La questione di costituzionalità è rilevante e non manifestamente infondata.

E’ rilevante poiché *** *** in base all’art. 37, comma 8, L. 448/ del 1998 deve restituire le somme indebitamente percepite dalla data della visita di verifica (08/02/1994) e non da un anno prima come ritiene l’amministrazione, nonostante la revoca delle provvidenze sia avvenuta solo nel marzo 1996 (cfr. provvedimento dell’11/10/1996 prot. N° 52474, Prefettura di Terni, doc. n° 10 del fascicolo del Ministero dell’Interno).

La ricorrente ha inoltre provato la insussistenza del dolo, quindi la buona fede ed i limiti di reddito (cfr. prove testimoniali e documentali) per poter beneficiare delle disposizioni di favore dell’indebito previdenziale, non applicabile a quello assistenziale.

***

Su questi aspetti dell’indebito previdenziale è necessaria una breve analisi della normativa anche storica.

La tutela dei soggetti protetti dal sistema di previdenza ed assistenza dal rischio di dover restituire all’Ente Previdenziale somme indebitamente percette, ricevute in buona fede e sulla base di un provvedimento dell’Ente, è risalente nel tempo. Già l’art. 80 RDL n° 1422 del 1924 disponeva che le rettifiche di eventuali errori nella determinazione degli importi di pensioni liquidate “che non sono dovuti a dolo dell’interessato, non hanno effetto nei pagamenti già effettuati”.

Per le prestazioni pensionistiche del Pubblico Impiego disponeva analogamente l’art. 206 del DPR n° 1092 del 1973.

L’esigenza e la ragione, di una differenza di disciplina con il principio generale di cui all’art. 2033 CC, è quella di esentare il beneficiario, delle prestazioni di previdenza, da oneri restitutori che ben difficilmente potrebbe affrontare, stante la istituzionale, naturale destinazione al consumo ed alla soddisfazione di esigenze elementari di vita delle somme percepite.
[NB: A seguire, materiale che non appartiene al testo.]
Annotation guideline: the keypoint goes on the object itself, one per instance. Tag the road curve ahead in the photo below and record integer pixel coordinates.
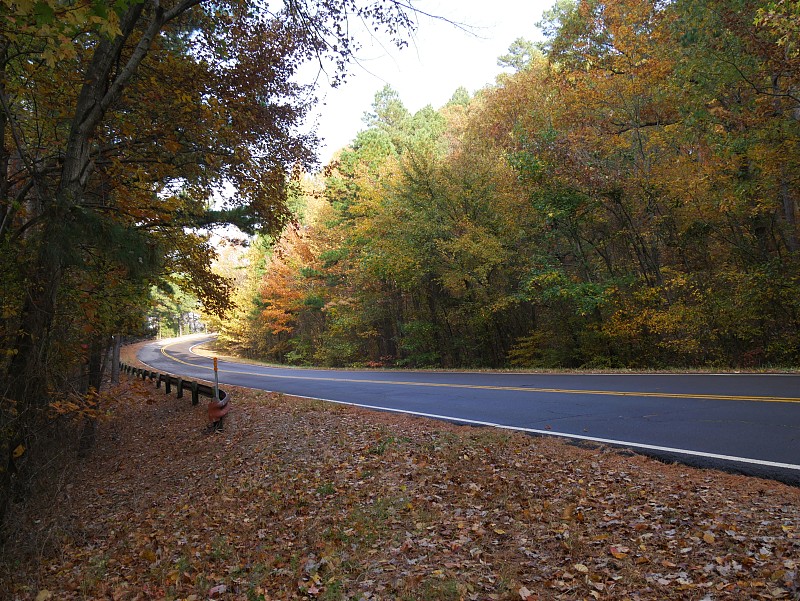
(747, 423)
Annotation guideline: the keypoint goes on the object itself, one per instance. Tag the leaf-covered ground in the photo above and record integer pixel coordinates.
(297, 499)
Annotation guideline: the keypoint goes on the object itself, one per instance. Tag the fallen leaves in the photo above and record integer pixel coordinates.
(301, 500)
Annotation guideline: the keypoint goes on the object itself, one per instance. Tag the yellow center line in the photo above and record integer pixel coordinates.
(667, 395)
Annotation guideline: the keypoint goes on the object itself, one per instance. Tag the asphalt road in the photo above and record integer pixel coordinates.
(746, 423)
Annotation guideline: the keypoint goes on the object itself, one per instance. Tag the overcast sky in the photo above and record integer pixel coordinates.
(438, 60)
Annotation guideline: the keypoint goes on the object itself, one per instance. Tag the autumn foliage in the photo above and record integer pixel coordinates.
(626, 198)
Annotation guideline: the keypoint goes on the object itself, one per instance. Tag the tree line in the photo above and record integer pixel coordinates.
(122, 125)
(624, 196)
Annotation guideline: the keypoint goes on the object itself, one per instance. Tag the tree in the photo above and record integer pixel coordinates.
(119, 122)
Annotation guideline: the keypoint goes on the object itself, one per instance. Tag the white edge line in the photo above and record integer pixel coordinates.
(622, 443)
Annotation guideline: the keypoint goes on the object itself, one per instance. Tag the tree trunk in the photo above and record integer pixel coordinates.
(115, 348)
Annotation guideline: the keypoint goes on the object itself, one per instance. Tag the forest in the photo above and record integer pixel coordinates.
(128, 129)
(625, 195)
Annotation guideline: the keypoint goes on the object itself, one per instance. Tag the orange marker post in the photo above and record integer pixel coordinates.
(216, 381)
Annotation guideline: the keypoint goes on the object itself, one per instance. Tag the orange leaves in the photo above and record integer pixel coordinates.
(298, 499)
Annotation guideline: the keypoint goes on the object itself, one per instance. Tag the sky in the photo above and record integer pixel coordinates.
(439, 58)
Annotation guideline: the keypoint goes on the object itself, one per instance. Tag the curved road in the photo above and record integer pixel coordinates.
(747, 423)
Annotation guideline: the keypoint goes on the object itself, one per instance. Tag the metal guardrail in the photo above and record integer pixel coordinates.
(197, 389)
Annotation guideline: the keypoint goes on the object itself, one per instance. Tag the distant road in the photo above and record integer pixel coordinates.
(747, 423)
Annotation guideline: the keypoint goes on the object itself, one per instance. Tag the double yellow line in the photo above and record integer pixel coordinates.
(666, 395)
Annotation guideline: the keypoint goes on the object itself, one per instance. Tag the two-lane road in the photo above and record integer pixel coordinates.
(743, 422)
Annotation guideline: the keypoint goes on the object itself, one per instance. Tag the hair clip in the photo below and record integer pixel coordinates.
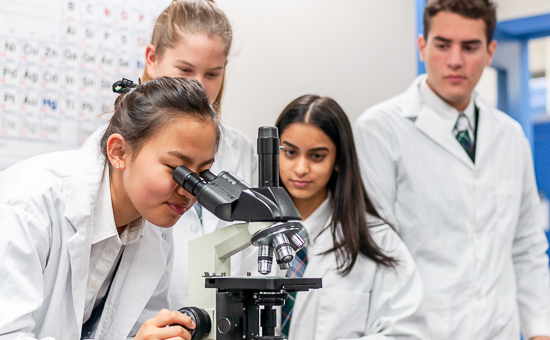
(125, 85)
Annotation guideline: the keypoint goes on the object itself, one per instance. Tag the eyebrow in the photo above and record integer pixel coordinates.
(186, 159)
(191, 65)
(442, 39)
(322, 148)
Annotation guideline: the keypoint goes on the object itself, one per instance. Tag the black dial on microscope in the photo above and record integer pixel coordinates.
(200, 317)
Nel 1989 con la Legge del 9 Marzo n. 88, nell’art.52 si prevedeva l’irripetibilità delle prestazioni indebite non dovute a dolo; con l’art.13 della Legge 30 Dicembre 1991, n.412, definita d’interpretazione autentica[2] si è adottato un criterio più restrittivo ovvero l’irripetibilità degli indebiti INPS opera solo in relazione alle somme corrisposte in base a provvedimento formale e definitivo, comunicato all’interessato, viziato da errore imputabile all’Ente.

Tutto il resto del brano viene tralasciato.